ASYLRECHT: Seit Monatsbeginn gilt in Ungarn das schärfste Asylrecht in EU-Europa. Asylbewerber, die ohnehin in nur sehr kleiner Zahl ins Land gelassen werden, werden für die Dauer ihres Verfahrens in Container-Lagern an der Grenze festgehalten. Auch dies dürfte gegen geltende EU-Bestimmungen verstoßen. Ungarn weigert sich außerdem energisch, die im Herbst 2015 beschlossenen Quoten zur EU-weiten Verteilung von 160.000 Asylbewerbern zu erfüllen. Auf das Donauland würden 1300 Flüchtlinge entfallen. Ungarn hat - wie die Slowakei - gegen den einen Quoten-Beschluss, der sich auf 120.000 Menschen bezieht, vor dem Europäischen Gerichtshof (EGH) geklagt.
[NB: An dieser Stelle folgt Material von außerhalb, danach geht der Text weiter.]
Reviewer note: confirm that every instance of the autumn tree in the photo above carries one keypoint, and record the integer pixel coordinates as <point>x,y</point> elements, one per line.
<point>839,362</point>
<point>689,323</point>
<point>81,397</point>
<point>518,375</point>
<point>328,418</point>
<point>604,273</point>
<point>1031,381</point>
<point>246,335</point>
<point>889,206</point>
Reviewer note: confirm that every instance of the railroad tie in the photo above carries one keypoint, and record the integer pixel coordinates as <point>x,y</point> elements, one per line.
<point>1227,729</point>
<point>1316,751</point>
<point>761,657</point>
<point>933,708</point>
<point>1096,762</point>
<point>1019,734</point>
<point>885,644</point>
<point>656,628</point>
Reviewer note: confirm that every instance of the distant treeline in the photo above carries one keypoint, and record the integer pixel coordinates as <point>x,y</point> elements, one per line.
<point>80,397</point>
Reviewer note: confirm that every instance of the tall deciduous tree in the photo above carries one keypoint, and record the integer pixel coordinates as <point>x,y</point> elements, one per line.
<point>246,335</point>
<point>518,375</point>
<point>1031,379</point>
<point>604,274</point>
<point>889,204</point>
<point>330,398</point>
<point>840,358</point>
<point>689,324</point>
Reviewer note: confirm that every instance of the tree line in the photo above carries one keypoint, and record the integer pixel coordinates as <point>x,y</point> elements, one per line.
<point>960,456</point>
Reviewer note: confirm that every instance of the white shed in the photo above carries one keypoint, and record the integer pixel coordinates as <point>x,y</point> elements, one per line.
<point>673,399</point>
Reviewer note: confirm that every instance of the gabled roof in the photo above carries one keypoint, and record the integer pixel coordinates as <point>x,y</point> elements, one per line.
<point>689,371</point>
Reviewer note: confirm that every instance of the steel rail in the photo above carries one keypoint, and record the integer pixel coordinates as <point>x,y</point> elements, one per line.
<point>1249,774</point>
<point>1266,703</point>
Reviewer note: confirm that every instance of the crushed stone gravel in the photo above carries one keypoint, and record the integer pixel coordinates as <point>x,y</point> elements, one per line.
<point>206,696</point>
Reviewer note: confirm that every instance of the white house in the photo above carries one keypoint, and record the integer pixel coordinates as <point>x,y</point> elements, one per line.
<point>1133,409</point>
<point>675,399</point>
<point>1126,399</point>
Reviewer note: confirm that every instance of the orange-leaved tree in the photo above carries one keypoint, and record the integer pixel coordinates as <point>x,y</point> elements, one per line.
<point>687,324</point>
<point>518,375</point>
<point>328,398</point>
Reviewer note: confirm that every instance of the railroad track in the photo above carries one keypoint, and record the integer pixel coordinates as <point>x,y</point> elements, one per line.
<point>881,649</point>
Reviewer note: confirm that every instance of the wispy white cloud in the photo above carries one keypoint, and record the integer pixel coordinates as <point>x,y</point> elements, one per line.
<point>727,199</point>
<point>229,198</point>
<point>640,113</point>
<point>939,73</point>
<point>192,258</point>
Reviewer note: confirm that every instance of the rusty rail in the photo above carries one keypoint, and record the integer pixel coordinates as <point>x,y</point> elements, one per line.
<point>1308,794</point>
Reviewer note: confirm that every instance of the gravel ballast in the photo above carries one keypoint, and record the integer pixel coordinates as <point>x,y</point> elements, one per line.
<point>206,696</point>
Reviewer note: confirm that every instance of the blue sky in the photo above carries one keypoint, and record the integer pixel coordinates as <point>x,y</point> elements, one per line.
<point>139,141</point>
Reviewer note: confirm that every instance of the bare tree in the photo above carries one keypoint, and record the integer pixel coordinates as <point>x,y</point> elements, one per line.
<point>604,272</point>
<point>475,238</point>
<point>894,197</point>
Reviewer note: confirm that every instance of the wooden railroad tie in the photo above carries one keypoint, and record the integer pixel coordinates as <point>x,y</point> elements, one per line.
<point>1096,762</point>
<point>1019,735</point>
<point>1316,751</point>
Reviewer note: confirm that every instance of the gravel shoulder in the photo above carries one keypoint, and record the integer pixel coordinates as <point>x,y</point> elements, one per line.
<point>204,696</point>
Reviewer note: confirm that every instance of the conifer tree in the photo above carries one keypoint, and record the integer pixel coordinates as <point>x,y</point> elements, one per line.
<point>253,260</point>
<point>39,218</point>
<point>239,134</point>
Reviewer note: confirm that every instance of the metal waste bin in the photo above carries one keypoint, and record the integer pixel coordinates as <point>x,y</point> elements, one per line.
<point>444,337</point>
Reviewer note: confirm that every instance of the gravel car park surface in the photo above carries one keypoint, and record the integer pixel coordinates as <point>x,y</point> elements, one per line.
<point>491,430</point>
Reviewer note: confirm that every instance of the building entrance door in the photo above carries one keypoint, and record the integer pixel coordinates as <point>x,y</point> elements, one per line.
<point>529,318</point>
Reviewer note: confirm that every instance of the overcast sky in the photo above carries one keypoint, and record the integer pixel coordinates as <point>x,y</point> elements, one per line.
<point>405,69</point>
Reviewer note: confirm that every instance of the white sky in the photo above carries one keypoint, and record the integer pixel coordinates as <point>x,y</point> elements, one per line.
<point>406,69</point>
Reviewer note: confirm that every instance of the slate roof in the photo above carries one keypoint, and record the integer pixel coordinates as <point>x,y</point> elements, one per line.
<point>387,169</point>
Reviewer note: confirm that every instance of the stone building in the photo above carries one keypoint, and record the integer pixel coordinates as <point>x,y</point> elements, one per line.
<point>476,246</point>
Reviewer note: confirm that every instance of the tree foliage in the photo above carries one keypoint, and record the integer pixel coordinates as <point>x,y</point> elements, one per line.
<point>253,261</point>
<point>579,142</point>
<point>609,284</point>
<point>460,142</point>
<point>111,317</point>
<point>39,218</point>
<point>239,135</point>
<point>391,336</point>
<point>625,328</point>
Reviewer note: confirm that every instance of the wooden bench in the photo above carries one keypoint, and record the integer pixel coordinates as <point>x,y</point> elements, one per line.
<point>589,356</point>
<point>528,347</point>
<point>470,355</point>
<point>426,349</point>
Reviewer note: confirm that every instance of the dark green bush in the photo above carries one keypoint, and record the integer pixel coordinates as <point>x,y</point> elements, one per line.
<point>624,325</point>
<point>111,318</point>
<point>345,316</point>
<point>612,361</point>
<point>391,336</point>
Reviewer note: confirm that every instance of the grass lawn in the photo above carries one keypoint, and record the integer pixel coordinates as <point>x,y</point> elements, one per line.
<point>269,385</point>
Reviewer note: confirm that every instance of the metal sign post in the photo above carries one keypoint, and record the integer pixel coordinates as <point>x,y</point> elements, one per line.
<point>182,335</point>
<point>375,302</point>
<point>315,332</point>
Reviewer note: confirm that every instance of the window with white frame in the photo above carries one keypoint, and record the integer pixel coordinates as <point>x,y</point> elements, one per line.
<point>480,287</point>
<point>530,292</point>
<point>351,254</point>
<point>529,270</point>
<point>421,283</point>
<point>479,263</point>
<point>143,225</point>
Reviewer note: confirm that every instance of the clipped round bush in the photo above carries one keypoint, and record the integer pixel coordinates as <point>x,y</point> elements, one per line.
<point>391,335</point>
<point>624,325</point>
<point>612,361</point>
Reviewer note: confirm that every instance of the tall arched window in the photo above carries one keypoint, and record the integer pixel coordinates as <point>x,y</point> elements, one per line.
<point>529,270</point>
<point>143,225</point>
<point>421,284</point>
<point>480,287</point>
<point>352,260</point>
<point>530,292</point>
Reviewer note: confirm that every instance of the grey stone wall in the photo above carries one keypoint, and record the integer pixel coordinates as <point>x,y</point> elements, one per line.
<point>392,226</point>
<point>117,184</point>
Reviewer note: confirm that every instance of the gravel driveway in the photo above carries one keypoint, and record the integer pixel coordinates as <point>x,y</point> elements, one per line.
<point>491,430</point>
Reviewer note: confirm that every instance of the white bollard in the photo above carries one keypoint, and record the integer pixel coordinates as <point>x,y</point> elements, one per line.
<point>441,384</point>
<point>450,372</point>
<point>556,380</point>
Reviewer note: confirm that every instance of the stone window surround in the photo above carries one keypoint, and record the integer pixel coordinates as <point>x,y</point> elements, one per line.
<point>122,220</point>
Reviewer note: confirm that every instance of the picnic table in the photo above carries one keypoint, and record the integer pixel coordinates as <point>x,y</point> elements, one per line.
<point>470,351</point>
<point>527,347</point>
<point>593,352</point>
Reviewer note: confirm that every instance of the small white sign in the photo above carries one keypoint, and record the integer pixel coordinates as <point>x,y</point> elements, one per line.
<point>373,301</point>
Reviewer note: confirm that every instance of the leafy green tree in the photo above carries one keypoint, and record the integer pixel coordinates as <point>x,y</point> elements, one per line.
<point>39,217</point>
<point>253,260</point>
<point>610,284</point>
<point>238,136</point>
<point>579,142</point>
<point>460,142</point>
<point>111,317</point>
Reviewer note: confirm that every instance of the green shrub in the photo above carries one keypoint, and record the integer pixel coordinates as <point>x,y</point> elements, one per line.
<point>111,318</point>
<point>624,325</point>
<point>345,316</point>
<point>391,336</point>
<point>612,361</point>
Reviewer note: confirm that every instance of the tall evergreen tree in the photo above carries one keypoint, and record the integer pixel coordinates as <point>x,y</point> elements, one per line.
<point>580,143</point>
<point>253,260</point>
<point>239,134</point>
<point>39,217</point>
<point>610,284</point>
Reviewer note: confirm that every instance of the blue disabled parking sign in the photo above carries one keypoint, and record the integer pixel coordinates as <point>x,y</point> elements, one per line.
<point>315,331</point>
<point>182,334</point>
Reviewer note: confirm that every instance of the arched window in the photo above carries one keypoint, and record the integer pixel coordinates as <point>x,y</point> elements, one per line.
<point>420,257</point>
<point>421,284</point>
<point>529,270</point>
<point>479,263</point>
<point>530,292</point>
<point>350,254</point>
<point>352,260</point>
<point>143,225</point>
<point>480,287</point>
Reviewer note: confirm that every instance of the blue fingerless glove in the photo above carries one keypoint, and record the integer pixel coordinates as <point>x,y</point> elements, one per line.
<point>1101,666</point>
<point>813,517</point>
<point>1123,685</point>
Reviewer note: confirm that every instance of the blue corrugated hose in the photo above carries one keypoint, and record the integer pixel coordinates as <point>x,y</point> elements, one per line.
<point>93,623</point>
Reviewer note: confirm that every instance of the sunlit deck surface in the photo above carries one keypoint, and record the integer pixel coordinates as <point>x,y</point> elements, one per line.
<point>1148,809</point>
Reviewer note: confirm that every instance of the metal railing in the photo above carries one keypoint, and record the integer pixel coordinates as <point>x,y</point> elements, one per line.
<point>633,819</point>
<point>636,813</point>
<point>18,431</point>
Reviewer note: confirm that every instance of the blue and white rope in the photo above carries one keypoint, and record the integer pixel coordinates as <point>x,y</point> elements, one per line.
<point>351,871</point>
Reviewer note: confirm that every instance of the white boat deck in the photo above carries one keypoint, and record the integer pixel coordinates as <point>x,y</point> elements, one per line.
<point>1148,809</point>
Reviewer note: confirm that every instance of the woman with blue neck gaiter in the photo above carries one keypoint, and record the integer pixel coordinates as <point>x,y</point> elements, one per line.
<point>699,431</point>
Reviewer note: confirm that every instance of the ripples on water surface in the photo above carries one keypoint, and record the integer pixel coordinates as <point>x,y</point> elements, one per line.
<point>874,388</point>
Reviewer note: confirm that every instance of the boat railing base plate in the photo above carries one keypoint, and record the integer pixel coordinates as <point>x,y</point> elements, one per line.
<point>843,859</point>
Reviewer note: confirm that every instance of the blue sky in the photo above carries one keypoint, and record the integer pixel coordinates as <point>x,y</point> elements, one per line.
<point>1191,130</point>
ROMA: Roma-Kinder werden in Ungarns Schulen zunehmend von den anderen Kindern separiert oder von vornherein in Sonderschulen für geistig zurückgebliebene Kinder abgeschoben. Dies verstößt gegen das Verbot der Diskriminierung auf ethnischer Grundlage. Seit Mai des Vorjahres läuft deshalb ein Vertragsverletzungsverfahren gegen Ungarn.

WIRTSCHAFTSPOLITIK: Orban setzt immer wieder Schritte, um internationale Unternehmen im Bereich Finanzen, Dienstleistungen, Medien und Handel zu diskriminieren. Dahinter steht die Absicht, heimische Oligarchen zu fördern, was diese aber in Abhängigkeit von der Politik hält. Wegen der damit einhergehenden Marktverzerrungen kam es zu zahlreichen Konflikten mit der EU.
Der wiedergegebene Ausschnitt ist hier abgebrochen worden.